– Reviewed by Charlie Baylis –
In The Ascent of Feminist Poetry Charles Bane Jr. presents a spirited argument that we are living in a golden age of feminist poetry, a golden age that has gone under the radar as “Americans no longer read contemporary poetry” (we can safely substitute Americans for the whole world). This is a pity for feminist poets, a pity for those interested in feminist poetry and a pity for everyone else (though they will remain blissfully unaware of their loss).
There can be no argument with Charles Bane Jr.’s premise: nobody wants a brilliant generation of writers “whose gifts are dominating contemporary letters” to go unnoticed. Feminist poets deserve their time in the sun. However, there is a slight problem with the term “feminist poetry”, as Bane Jr. leaves it undefined. What is “feminist poetry”? Is it simply poetry by feminists? Is it poetry by women? Is it poetry that addresses feminism? Can men write feminist poetry? The poems included are all by women, and most (but not all) speak of a specifically female experience, so I imagine that Bane Jr. is using the term “feminist poetry” to refer to poetry with some feminist content, although sometimes I think he’s referring to female poets in general.

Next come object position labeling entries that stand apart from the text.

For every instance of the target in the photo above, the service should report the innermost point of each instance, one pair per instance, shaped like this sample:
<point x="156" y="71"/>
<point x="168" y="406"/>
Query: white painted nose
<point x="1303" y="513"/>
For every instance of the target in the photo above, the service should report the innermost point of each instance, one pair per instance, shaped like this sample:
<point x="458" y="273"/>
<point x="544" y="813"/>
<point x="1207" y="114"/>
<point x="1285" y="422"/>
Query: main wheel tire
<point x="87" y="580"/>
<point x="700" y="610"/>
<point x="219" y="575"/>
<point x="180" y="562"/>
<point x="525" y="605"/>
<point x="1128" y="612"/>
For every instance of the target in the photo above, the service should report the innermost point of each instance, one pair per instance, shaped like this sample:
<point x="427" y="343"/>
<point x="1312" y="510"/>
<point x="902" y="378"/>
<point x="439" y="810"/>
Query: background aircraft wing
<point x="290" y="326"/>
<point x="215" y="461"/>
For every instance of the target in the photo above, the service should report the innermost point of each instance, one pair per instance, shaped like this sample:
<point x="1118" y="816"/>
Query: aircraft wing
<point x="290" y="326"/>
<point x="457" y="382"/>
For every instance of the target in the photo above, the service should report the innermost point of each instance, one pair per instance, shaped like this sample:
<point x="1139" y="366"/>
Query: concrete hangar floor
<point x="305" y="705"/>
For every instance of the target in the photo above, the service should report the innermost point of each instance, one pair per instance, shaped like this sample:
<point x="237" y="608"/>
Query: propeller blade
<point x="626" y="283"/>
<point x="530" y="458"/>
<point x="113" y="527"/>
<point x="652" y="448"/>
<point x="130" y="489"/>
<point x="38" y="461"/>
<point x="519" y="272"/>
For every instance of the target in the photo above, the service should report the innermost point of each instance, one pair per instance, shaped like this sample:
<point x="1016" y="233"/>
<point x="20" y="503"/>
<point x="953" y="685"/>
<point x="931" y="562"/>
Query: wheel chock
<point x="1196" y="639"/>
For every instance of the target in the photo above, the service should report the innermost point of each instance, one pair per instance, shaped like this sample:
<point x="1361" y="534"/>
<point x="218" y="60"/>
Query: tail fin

Bane Jr. explains that (in America) “only Farrar, Straus And Giroux among major publishing houses remains interested in poets”. This is hardly a revelation; as good as she is, a young poet like A. K. Blakemore is not going to sell as many copies as J. K. Rowling, whether her first initial stands for Andrew or Amy. The problem of poetry’s modest market share is something both male and female poets have to come to terms with. At least we can delight in having a (possibly) female author in the biggest selling book of all time (that’s the author of Genesis, not the author of Harry Potter, as according to Harold Bloom, the first book of the Bible was written by a woman). Furthermore, poetry safely removed from the corrupting influence of the mainstream might actually be a good thing. Hopefully those that pursue poetry are in it for pure reasons. There will never be a Simon Cowell figure popping up at a poetry event near you. I’m sure that is a reason to be cheerful.
No one wants to read poetry, as Bane Jr. informs us: “a recent CNN poll noted that only 7% of Americans had read a poem in the last year”. That figure is really quite shocking, 93% of people did not read a single poem over 365 days. More fool them. Some commentators point the blame for poetry’s insignificance at the poets themselves: according to Jeremy Paxman, poetry has “connived at its own irrelevance” and poets should “aim to engage with ordinary people much more”. Personally, I’m not interested in the art of the ordinary. Irrespective of who or what it is written for, it is the quality of the art that is relevant, not how many copies it sells.
Pushed away from the mainstream, feminist poets have triumphed in more accessible spaces, such as small presses, and the internet. There can be no underestimating the importance of these mediums to contemporary poetry. Small presses take on projects that the mainstream press wouldn’t risk. They are run by enthusiasts who have a love for poetry, often missing in the dusty subdivisions of big publishing houses. Good small presses break boundaries, challenge readers and reshape the creative dialogue. The internet is, according to Bane Jr., “many things, but its extraordinary, all encompassing power is on display at any mall where young people walk with their faces glued to iphones”. When harnessed well, the internet can be a wonderful arena for poetry and for poets. The chance to make acquaintances with some like minded writers from around the world is only just a tweet away.
The poetry included is all of a high quality. The poems are interwoven into the text and are used to support arguments, to highlight points or to keep a particular discussion running. There are poems from Ariana Nadia Nash, Brenda Hillman, Sarah Bartlett, J. Matelot, Amy Gerstler, Claudia Rankine, Franny Choi and Jamila Woods, all of which have their own individual merits; however, I’m not completely confident in categorising this poetry as ‘feminist poetry’. Should we label Frank O’Hara, Walt Whitman and Allen Ginsberg’s work as ‘homosexual poetry’? Bane Jr. could have spent a little more time explaining what he meant, but perhaps he felt it unnecessary.
As Bane Jr. emphatically reminds us, “every achievement is a victory”: female voices have broken many barriers over the past few centuries. Overall Bane’s essay is written in a quirky, engaging style and was an enjoyable read. For the future, let’s remain optimistic: hopefully history will balance the books and give each artist their due share of love and glory.